I was not surprised by the stellar quality of the 1997 vintage of Dominus and the fact that it has at least another decade to fully open up but I was more intrigued by how the Pontet-Canet is evolving into a 1st-Growth wine in terms of sophistication. Comparatively, it is 5 times the wine I paid for it en primeur.

Red
2003 Château Pontet-Canet France, Bordeaux, Médoc, Pauillac
93 points
Decanted for 4.5 hours before taking to the restaurant. It is still a teeth-staining dense and thick red-purple colour. The nose just jumped out of the glass and filled the room........ deep, deep, rich essence of St. Julien with superb fruit concentration and purity....as if a Michelin chef had created the perfect blackcurrant pastille....lots of graphite, really linear in the perfectly machined black slab way. Palate has become more rounded since I last drank it. Very extracted but not in a bad way ( I generally don't like extracted wines), mouth-coating in texture and sensation, still lots of new oak and the tannin on the finish is quite austere with the same 'black slab' sensation as the nose. This has become a younger, more structured and more serious wine in the recent times I have drank it and I think that something extremely good will emerge over the next 5 years or so. A triumph for the vintage.
2 people found this helpful Comment
Red
1997 Dominus Estate USA, California, Napa Valley
94 points
Decanted for 2 hours then re-bottled for another 4 hours before taking to the restaurant. Perfect cork as though it had been bottled yesterday. Completely opaque and dense purple-red colour that looks 10 years younger than its age. Nose filled the room on pouring..... very perfumed, almost Merlot-like.....complex, deep and mesmerising. Palate has that perfect immediate top-tier Napa attack of gorgeous fresh acidity and purity of fruit but the tannins are still young and not very well integrated on the mid-palate; then BANG! ....a wonderful rolling, ascending, reverberating resonance on the finish that blows you away and resonates for a minute or more and leaves you simultaneously with a belly-filling richness of fruit and spice.
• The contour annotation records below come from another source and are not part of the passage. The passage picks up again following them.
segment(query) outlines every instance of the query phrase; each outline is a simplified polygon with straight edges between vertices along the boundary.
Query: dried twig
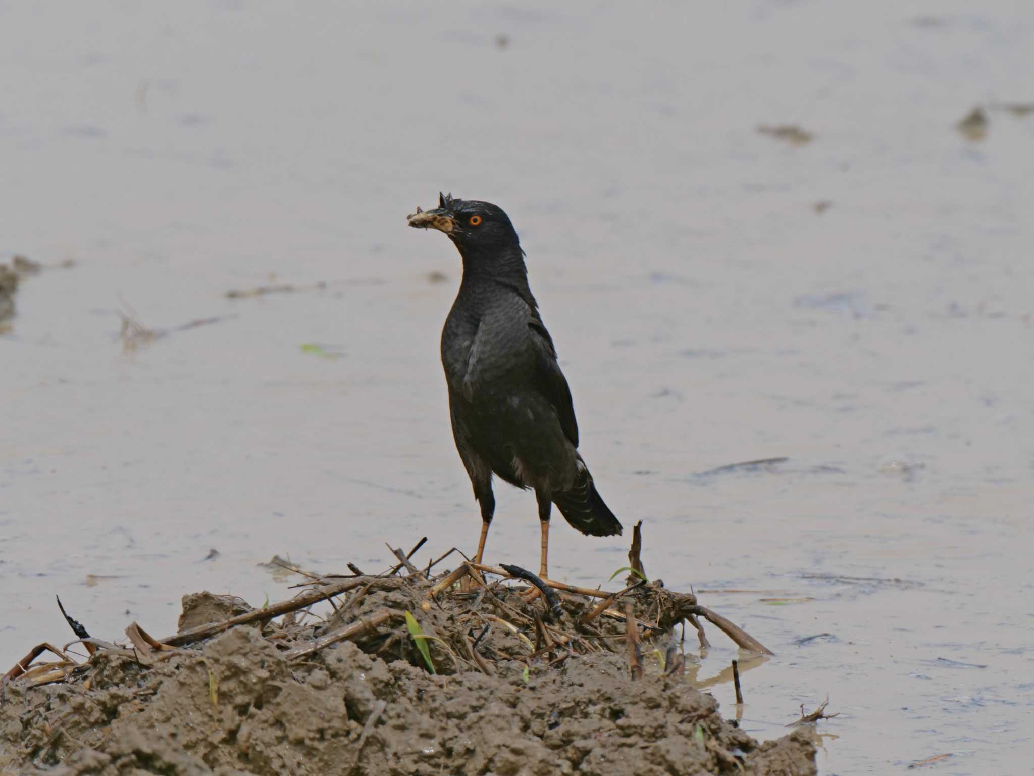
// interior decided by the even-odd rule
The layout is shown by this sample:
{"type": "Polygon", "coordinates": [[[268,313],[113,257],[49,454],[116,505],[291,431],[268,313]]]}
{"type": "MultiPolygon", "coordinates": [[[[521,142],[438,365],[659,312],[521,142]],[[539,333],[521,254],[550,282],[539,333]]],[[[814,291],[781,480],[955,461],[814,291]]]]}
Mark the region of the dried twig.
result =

Quite acidic and tannic even 8 hours after the initial decant - this is a young wine that is only just entering its proper drinking window even though it seduced me when I last drank it in 2010. Everybody's WOTN.....next time I will open the 1986 and keep the rest of these for 5 more years.
1 person found this helpful Comment

Flight 2 - Three Gorgeous Italian Cheeses (1 note)

These cheeses really did the wine proud and allowed it a few more hours' decant.

Red
2001 Clarendon Hills Astralis Australia, South Australia, Fleurieu, Clarendon
92 points
Decanted for 10 hours before pouring with a return to the bottle in between home and restaurant. Seeped but completely intact cork. Gosh....the colour is a vivid and dense purple with highlights of velvet red......I can't help but think that it would appeal to Donatella Versache. Nose is Barolo-esque black liquorice stick spice, black and red liquorice bootlaces candy, tar, sun-warmed asphalt, dried star anise in a curry. really mesmerising but still young and playing 'catch me if you can'. Palate is deep, rich, rounded, very heady and reverberant even before you swallow - star anise, black liquorice root and tons of fresh cardomon that really stands out. Ultra-smooth and unctuous mouthfeel with superb resonance and reverberance and endless length. Ultra-yummy and the most hedonistic of the wines tonight but a bit one-dimensional in comparison. We made a good decision to hold off on this until a course of 3 beautiful Italian cheeses as it repaid the extra time in the decanter. I wanted to like this wine more but I can't see it developing the multi-dimensional complexity for a Grange or a Hill of Grace as it ages over the next decade, although I'm sure it will improve.

Closing

We all agreed that the Astralis won the 'Yummy" award but it lost out on any more sophisticated measures to the Pontet-Canet and the Dominus.